The S&P closed below its 150-day moving average for the first time since November 2012 on Thursday, a sign that near-term trends are weaker. The next technical level in view is the S&P's 200-day moving average, which at 1,904.84 is 1.2 percent below Thursday's close.

"All eyes will be on the 200-day moving average" today, said Jonathan Krinsky, chief market technician at MKM Partners in Greenwich, Connecticut, adding that the index would test that level before the current pullback ends.

"At that point we can evaluate the structure to determine (if) a bigger pullback is at hand."

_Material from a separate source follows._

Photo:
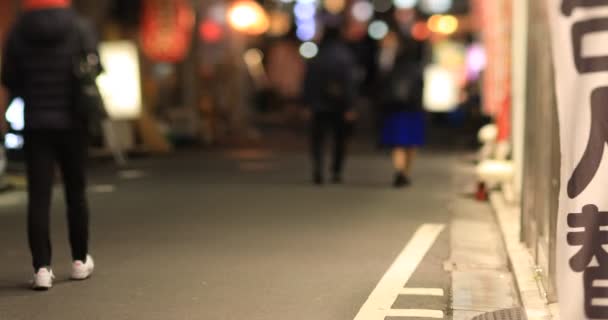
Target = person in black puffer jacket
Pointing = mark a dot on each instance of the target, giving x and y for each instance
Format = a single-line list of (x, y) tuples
[(38, 65), (330, 89)]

This week's declines were spurred by weak data from Germany, Europe's largest economy, as well as comments from a Fed official who suggested investors had unrealistic expectations about the Fed's eventual rate increase.

Recent strength in the dollar - which is down 1 percent this week but is coming off a 12-week rally - has contributed to concerns about earnings for multinational companies, though some early results, including from Alcoa Inc (NYSE: AA - news) and PepsiCo Inc (NYSE: PEP - news) , were stronger than expected.

At 9:46 a.m. the Dow Jones industrial average rose 86.89 points, or 0.52 percent, to 16,746.14, the S&P 500 gained 7.97 points, or 0.41 percent, to 1,936.18 and the Nasdaq Composite dropped 0.40 points, or 0.01 percent, to 4,377.94.

For the week, the Dow is down 1.6 percent, the S&P is down 1.7 percent and the Nasdaq is down 2.3 percent. It is the third straight weekly decline for all three.

Advancing issues were outnumbering declining ones on the NYSE by 1,556 to 1,224, for a 1.27-to-1 ratio on the upside; on the Nasdaq, 1,266 issues were rising and 1,038 falling for a 1.22-to-1 ratio favoring advancers.